Время, которое тянулось так медленно в загородном доме, где она прожила почти неделю, теперь бежало – неумолимо приближалось роковое время: семнадцать ноль-ноль.
Она не могла себе представить зрителей, если таковыми можно назвать тех, кто придет сюда поглазеть, как умирает человек.
Неожиданно для себя Юля уснула. Когда же проснулась, то увидела, как к противоположному концу конюшни, где, очевидно, находился другой вход, подъехала «Газель», из которой стали выходить самые обыкновенные люди, преимущественно мужчины средних лет – в нарядных костюмах и рубашках, толстые и невзрачные…

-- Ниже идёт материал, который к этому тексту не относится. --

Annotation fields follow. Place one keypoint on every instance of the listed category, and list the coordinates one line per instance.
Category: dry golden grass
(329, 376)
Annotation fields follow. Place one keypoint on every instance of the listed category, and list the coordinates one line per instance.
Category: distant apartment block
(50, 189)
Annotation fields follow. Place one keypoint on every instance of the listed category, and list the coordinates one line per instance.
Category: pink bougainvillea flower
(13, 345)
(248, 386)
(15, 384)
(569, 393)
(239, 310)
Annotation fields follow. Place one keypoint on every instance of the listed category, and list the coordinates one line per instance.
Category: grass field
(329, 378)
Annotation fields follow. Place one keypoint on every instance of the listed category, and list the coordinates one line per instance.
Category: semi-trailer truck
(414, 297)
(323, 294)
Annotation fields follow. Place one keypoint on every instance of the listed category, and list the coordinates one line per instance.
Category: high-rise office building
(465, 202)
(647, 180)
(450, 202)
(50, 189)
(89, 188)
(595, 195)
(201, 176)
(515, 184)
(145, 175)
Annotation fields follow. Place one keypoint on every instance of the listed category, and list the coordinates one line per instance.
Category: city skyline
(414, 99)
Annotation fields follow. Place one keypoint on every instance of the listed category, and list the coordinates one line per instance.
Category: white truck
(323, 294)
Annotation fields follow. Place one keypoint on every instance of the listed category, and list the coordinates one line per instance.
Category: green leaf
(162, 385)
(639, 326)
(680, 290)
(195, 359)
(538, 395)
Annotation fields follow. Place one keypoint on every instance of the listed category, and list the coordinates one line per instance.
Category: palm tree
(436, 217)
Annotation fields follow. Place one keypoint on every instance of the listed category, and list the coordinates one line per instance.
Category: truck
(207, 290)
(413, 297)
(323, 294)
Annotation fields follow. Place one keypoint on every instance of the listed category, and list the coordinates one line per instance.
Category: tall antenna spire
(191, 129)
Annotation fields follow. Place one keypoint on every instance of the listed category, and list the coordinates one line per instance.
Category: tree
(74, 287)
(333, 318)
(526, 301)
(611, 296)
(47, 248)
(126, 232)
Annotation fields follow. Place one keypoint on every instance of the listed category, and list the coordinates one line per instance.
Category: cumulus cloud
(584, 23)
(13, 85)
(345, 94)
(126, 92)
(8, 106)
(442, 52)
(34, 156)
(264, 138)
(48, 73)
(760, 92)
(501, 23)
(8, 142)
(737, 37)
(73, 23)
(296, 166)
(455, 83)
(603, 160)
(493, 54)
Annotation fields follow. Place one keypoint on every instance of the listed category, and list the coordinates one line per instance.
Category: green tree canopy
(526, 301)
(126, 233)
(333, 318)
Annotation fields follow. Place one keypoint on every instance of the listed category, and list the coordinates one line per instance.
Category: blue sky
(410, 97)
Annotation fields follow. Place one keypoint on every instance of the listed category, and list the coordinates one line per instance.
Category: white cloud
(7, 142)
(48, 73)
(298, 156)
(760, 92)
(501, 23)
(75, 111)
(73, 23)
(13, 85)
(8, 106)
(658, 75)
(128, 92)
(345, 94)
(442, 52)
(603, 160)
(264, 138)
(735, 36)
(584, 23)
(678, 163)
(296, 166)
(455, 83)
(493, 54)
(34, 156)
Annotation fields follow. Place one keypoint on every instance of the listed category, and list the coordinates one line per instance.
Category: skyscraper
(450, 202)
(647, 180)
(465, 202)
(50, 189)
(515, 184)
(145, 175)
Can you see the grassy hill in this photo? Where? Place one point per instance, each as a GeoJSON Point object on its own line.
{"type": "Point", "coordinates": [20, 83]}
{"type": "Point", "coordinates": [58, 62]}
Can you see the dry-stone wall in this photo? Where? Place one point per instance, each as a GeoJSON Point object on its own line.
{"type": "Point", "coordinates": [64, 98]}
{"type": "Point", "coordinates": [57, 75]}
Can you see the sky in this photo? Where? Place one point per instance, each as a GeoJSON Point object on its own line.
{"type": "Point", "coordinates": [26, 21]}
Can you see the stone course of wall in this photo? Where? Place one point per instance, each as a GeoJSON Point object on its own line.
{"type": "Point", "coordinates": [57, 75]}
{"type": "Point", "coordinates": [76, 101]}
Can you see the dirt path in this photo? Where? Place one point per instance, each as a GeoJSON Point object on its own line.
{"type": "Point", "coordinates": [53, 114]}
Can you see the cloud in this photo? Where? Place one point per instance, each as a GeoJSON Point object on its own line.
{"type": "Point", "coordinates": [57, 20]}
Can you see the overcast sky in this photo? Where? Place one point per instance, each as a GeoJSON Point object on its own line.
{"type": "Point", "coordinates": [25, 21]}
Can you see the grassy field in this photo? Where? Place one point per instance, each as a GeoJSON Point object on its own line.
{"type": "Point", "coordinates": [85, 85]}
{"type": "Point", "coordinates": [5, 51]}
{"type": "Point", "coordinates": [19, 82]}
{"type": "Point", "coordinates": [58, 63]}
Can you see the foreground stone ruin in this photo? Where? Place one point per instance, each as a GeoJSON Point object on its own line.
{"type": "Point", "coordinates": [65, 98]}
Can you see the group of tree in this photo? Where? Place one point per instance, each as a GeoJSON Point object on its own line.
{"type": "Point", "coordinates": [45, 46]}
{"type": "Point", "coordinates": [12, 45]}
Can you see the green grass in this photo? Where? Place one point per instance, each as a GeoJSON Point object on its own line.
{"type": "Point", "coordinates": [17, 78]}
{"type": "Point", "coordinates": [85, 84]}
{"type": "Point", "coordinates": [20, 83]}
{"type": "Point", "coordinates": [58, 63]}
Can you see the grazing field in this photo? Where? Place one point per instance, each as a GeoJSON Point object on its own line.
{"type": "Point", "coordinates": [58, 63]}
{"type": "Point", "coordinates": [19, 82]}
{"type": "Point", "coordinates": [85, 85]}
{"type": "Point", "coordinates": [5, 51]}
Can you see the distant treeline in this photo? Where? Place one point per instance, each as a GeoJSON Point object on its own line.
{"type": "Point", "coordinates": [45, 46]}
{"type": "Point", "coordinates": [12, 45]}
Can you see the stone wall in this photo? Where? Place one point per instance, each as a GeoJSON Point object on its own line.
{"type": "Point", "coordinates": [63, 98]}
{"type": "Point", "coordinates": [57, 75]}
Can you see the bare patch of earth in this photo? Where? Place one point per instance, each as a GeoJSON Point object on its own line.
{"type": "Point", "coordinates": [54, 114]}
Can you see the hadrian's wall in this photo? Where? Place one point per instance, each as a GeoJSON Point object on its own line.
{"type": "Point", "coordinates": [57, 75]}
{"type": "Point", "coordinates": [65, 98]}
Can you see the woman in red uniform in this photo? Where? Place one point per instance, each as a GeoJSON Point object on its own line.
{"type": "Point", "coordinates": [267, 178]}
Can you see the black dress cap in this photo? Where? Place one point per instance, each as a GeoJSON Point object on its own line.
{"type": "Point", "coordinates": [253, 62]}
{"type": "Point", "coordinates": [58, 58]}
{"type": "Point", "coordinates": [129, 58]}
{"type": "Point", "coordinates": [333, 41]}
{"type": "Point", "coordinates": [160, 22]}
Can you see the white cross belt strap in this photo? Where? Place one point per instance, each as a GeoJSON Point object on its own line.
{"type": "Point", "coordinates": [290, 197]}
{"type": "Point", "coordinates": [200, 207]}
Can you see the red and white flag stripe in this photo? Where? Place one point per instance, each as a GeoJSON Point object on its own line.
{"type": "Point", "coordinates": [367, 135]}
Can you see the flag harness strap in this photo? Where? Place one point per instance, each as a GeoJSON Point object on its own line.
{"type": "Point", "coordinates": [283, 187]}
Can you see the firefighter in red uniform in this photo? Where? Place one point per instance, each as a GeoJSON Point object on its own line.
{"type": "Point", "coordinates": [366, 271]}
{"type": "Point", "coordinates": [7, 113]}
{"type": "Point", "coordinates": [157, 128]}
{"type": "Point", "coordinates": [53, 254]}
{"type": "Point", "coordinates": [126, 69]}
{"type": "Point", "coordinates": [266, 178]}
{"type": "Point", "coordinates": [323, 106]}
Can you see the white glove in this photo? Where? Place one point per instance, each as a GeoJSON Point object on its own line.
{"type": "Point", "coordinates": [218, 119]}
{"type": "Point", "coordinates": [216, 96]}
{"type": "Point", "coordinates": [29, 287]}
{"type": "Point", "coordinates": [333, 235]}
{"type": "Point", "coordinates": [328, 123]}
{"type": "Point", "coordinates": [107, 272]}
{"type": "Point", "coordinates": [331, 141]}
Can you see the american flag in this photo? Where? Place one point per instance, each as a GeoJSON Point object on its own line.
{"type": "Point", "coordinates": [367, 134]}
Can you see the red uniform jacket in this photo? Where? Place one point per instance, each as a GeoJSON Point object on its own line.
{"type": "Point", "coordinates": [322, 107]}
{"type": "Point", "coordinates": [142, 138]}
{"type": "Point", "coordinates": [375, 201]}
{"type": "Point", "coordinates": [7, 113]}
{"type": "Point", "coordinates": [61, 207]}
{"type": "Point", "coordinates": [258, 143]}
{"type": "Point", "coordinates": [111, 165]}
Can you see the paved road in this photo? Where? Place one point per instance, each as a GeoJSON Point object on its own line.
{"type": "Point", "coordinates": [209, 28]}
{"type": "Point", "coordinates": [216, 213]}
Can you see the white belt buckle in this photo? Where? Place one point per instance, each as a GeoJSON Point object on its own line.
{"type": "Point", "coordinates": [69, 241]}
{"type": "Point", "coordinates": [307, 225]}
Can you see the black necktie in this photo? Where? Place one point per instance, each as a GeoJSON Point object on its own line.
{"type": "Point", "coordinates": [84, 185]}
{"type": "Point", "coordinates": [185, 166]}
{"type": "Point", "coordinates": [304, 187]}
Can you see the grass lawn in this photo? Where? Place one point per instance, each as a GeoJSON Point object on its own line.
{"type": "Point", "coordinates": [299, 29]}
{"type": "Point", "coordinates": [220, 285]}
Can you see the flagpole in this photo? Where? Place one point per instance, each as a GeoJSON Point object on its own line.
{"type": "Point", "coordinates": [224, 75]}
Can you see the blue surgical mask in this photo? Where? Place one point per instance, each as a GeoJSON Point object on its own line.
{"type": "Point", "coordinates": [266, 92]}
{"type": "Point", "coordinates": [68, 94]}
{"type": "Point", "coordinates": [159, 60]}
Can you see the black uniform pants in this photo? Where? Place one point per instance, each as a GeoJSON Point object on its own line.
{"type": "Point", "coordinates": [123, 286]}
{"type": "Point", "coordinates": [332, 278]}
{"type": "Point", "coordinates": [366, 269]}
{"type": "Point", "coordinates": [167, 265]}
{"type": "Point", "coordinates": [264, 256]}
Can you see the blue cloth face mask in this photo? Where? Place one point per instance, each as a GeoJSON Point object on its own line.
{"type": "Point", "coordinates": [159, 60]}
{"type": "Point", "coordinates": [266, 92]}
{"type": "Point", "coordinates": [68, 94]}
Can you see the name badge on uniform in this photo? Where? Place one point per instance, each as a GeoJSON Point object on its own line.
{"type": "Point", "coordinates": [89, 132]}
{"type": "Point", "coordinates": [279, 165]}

И вдруг она вздрогнула – ей показалось, что она увидела Кокорева Ивана Петровича, мужа Стеллы… Юле сделалось дурно… Она вдруг поняла, какую злую шутку сыграл с ней Боксер! Он специально сказал ей, что Стелла – из его лагеря. Он сделал это нарочно, чтобы разжечь в Юле злобу и ненависть, которые просто необходимы для боя, а Стеллу он, очевидно, таким же образом настроил против нее, сказав, что Юля – «человек Боксера»! Но не может же он выпустить на арену Стеллу, зная, что зрителем будет ее муж?.. Муж вряд ли знает, что увидит сейчас свою пропавшую жену… Что же это за урод такой, который, несмотря на исчезновение жены, продолжает радоваться жизни и посещает подобные мероприятия?!
В голову ей пришла совершенно нелепая мысль: неужели ей предстоит драться со Стеллой вот в этой одежде? Юбка короткая и будет взлетать при каждом движении. И это предусмотрел Боксер…
Она видела, как машина отъехала, но вернулась буквально через четверть часа, и двое молодых людей вытащили из нее нечто напоминавшее упакованный холодильник…
«Охлаждать водку, которую они наверняка будут пить ведрами… Скоты!»
И тут она увидела Крымова – ноги ее подкосились… Это был точно он, а рядом с ним шла девица с хвостом на макушке… «Насекомое»! Ну конечно, как же она раньше не поняла, что ее плен – дело рук Крымова! Ведь она ехала за ним, когда ее схватили… Значит, он видел, что она ехала следом, и отдал распоряжение убрать ее. Навсегда. Так вот, значит, почему он постоянно уклонялся от ведения расследования. Он знал, он знал все с самого начала…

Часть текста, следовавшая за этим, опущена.